RBC: Don’t expect any sustainable rebound in mining stocks (RTGAM)
TIM SHUFELT
The global commodity thrashing that has dominated markets of late should reach its nadir next year, but no vigorous recovery is likely to take place, according to RBC Dominion Securities.
Production cuts should help to rebalance commodity markets, while rising global economic growth should improve conditions on the demand side, RBC said in a new report.
The two effects should bring about a bottom in non-precious metal commodity prices in 2016. But the best investors can hope for out of mining stocks is for flat performance next year, the report said.
“Our supply-demand analyses suggest the commodity markets remain significantly oversupplied and we believe much tighter markets are required to support sustained outperformance of either the commodities or the share prices,” RBC said. “However, we believe trading opportunities may present themselves in 2016.”
Excess supply has fuelled the worst commodity rout in more than a decade, with prices on coal, copper and iron dragging mining stocks down to near-record lows. The Bloomberg Commodity Index, which measures returns on 22 raw materials, is trading at a 16-year low.
On Tuesday, London-based Anglo American PLC announced it would suspend its dividend and sell off more than half of its assets. The company’s stock, already trading at a 70-per-cent discount to its 52-week high, dropped by an additional 12 per cent in Tuesday’s trading.
The current phase of the global commodity environment, which has seen a sharp correction in the second half of the current year, should give way to a calmer, sideways market through 2016, according to RBC’s mining and materials equity team.
“We expect an improvement in global economic growth, combined with ongoing production curtailments, to lead to a bottom in non-precious metal commodity prices in 2016 and a gradual improvement in prices beginning in 2017.”

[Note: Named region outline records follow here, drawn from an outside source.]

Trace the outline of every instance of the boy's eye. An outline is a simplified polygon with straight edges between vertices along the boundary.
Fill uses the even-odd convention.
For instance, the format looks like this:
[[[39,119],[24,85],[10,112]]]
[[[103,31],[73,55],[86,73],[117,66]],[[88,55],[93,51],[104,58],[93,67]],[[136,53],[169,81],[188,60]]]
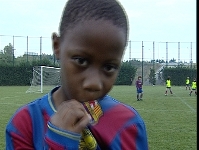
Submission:
[[[116,70],[118,69],[118,67],[117,66],[115,66],[115,65],[106,65],[105,67],[104,67],[104,70],[106,71],[106,72],[108,72],[108,73],[112,73],[112,72],[115,72]]]
[[[85,66],[88,65],[88,61],[85,58],[76,57],[76,58],[73,58],[73,59],[80,66],[85,67]]]

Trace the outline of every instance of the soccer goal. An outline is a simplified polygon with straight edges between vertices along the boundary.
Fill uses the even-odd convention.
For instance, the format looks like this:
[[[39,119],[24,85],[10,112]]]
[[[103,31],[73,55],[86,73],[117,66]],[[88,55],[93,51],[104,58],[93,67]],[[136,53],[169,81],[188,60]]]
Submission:
[[[60,68],[35,66],[33,67],[31,85],[26,93],[49,92],[49,90],[58,85],[60,85]]]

Meanwhile, mining shares are trading at a 19-per-cent discount to net asset value at forward curve prices, RBC said. And attractive valuations going into a seasonally strong period for commodities could spur a rally. But tax-loss selling could pull keep any rally in check, the report said.
“While a seasonal rally may be possible, sustained outperformance is unlikely.”
RBC recommends that generalist investors maintain an underweight position in non-precious metals and mining stocks, and “take a cautious approach focusing on companies with strong balance sheets and solid funding positions.”
In the North American mining space, RBC’s current top picks are Teck Resources Ltd., Lundin Mining Corp., Ivanhoe Mines Ltd., Cameco Corp., Uranium Participation Corp., and Labrador Iron Ore Royalty Corp.